Depending on your age, symptoms, and family medical history, your doctor may recommend various lab tests to get a better idea of your current health status or diagnose diseases. If you are obese, have diabetes, smoke, or have other significant underlying health conditions, doctors may order more specific lab tests. Some baseline lab tests are explained below:

  • Complete Blood Count: A complete blood count (CBC) test checks for levels of different components of every major cell in your blood. CBCs look at white blood cells, red blood cells, hemoglobin, hematocrit, and plasma.
  • Basic Metabolic Panel: Basic metabolic panels (BMP) assess electrolyte balance, as well as liver and lung function. Basic metabolic panels include 8 specific tests: glucose, calcium, sodium, potassium, bicarbonate, chloride, blood urea nitrogen, and creatinine. Your doctor may ask you to fast for 10-12 hours before the test to get the most accurate results.
  • Comprehensive Metabolic Panel: A comprehensive metabolic panel (CMP) includes the same tests as a basic metabolic panel with the addition of liver panel tests. The liver panel includes 6 tests to look at proteins and liver enzymes. If you have a known liver condition, your doctor may suggest a comprehensive metabolic panel over the basic metabolic panel.
  • Lipid Panel: Lipid panels test for both high-density lipoprotein (HDL), “good” cholesterol, and low-density lipoprotein (LDL), “bad” cholesterol. A lipid panel assesses your risk of developing cardiovascular disease, heart attacks, and strokes.

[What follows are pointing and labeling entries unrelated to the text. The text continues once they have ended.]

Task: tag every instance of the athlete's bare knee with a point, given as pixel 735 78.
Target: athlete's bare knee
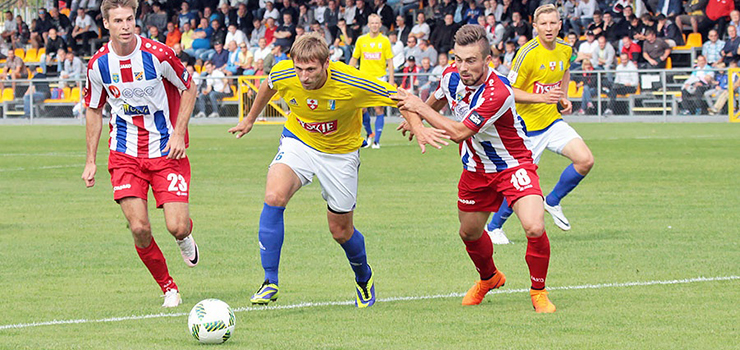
pixel 276 200
pixel 341 233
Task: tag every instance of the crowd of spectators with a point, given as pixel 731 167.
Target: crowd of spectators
pixel 247 37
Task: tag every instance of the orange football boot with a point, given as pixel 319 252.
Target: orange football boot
pixel 475 294
pixel 541 302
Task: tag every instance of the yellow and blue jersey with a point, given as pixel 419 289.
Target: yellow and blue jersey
pixel 373 54
pixel 537 70
pixel 329 119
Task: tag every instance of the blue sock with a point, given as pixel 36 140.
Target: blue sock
pixel 500 216
pixel 366 123
pixel 569 179
pixel 379 122
pixel 271 234
pixel 355 250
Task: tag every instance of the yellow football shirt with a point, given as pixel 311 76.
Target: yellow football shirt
pixel 537 70
pixel 329 119
pixel 373 54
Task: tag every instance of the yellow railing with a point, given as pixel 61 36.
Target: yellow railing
pixel 276 109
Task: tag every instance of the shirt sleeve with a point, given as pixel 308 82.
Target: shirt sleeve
pixel 175 72
pixel 492 108
pixel 95 93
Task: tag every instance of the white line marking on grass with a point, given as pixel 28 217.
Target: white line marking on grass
pixel 385 300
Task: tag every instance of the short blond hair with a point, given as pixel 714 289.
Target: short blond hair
pixel 108 5
pixel 549 8
pixel 310 47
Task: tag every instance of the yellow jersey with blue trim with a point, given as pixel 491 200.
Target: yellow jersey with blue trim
pixel 373 54
pixel 537 70
pixel 329 119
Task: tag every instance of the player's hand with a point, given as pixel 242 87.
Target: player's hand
pixel 567 106
pixel 242 128
pixel 175 147
pixel 88 175
pixel 553 96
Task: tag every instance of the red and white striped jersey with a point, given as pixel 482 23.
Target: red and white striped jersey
pixel 500 141
pixel 143 90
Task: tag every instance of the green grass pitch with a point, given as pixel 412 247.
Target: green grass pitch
pixel 660 205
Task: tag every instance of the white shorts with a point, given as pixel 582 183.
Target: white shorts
pixel 337 173
pixel 554 138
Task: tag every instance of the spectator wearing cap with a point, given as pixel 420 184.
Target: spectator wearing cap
pixel 285 34
pixel 410 80
pixel 587 48
pixel 655 51
pixel 443 35
pixel 712 48
pixel 732 45
pixel 412 49
pixel 669 32
pixel 235 34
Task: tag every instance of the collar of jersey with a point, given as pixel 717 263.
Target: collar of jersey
pixel 138 46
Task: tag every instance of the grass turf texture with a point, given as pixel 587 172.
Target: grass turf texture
pixel 660 204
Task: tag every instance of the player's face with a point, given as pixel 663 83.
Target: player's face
pixel 121 24
pixel 374 24
pixel 471 64
pixel 548 26
pixel 311 74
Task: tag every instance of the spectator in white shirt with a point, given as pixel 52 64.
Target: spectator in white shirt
pixel 625 82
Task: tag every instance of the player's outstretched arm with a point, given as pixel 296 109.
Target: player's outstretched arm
pixel 264 94
pixel 176 143
pixel 456 131
pixel 93 127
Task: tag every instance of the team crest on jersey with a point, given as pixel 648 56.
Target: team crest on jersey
pixel 312 103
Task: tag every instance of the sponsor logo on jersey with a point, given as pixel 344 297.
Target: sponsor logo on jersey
pixel 121 187
pixel 476 119
pixel 466 201
pixel 135 110
pixel 323 128
pixel 312 103
pixel 540 88
pixel 372 55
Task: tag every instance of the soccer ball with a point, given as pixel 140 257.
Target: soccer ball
pixel 211 321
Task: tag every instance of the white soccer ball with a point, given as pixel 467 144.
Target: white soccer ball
pixel 211 321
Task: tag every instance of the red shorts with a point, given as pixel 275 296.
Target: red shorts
pixel 131 177
pixel 486 191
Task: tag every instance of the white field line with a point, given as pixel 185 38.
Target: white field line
pixel 382 300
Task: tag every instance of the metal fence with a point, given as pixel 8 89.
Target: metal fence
pixel 594 95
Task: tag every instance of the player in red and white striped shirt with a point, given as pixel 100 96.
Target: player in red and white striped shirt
pixel 142 80
pixel 497 161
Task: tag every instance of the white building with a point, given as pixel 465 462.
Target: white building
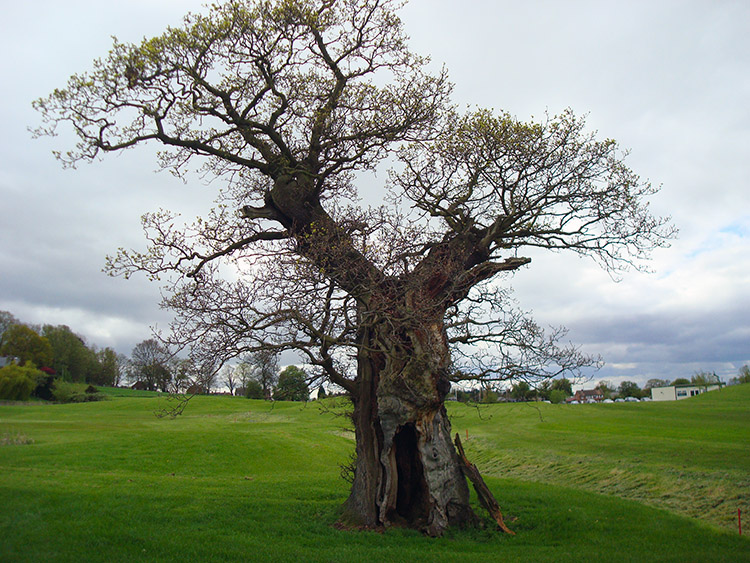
pixel 677 392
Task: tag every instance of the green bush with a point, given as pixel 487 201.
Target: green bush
pixel 67 392
pixel 557 396
pixel 253 390
pixel 17 382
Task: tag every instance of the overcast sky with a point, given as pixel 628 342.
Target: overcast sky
pixel 670 80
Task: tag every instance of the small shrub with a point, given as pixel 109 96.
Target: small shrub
pixel 17 382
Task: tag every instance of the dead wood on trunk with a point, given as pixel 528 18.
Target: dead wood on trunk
pixel 486 498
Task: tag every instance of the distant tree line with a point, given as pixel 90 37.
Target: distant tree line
pixel 553 390
pixel 558 390
pixel 257 376
pixel 34 356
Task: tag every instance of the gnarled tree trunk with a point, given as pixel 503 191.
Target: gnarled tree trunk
pixel 407 471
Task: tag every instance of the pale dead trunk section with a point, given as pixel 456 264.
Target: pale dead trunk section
pixel 407 472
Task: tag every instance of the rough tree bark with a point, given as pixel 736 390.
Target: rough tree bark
pixel 407 471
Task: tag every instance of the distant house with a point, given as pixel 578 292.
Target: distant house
pixel 588 396
pixel 678 392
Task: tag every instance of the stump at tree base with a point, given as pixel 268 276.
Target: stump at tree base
pixel 486 498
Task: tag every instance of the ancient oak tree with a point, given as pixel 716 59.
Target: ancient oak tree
pixel 286 104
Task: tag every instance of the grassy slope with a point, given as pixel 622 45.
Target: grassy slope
pixel 240 480
pixel 690 456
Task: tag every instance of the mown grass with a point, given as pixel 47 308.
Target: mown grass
pixel 239 480
pixel 691 456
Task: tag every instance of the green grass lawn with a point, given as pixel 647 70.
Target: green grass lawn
pixel 240 480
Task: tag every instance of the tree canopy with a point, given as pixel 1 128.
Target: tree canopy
pixel 287 103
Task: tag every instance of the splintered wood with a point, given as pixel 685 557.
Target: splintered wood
pixel 486 498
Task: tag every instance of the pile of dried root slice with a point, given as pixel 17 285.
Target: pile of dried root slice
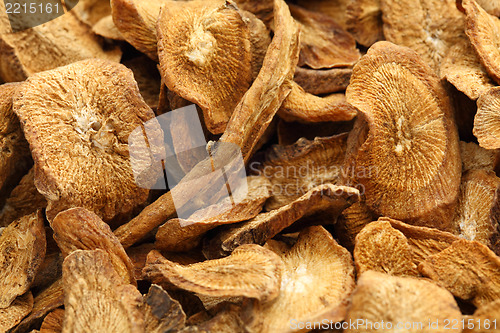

Getting regular lab testing is an important way to manage your health and catch any diseases before they progress. Henry Harrison from BlueBiology explains, “If you are looking to reduce your risk of certain diseases and complications, then regular blood tests may be the answer for you. Standard blood tests have the ability to catch warning signs of a variety of diseases during onset. Cardiovascular disease, liver failure, and kidney conditions and diabetes can all be diagnosed and confirmed through blood testing.”

Lab Test Results

Lab test results are shown as a set of numbers called a reference range, which is the “normal” range results should be in for healthy individuals. If your lab test results are outside of the reference range, don’t panic. “Abnormal” results do not necessarily mean there is something wrong, but rather something to discuss with your doctor. It may be okay if some of your lab results are out of the reference ranges due to medications you are taking, family history, or pre-existing medical conditions. 

Below are some other terms that may appear on your lab results: 

  • Negative or normal means the disease or substance being tested was not found in the test.
  • Positive or abnormal means the disease or substance being tested was found in the test.
  • Inconclusive or uncertain means there wasn't enough information in the results to diagnose or rule out a disease. If you get an inconclusive result, your doctor will probably recommend you get additional tests.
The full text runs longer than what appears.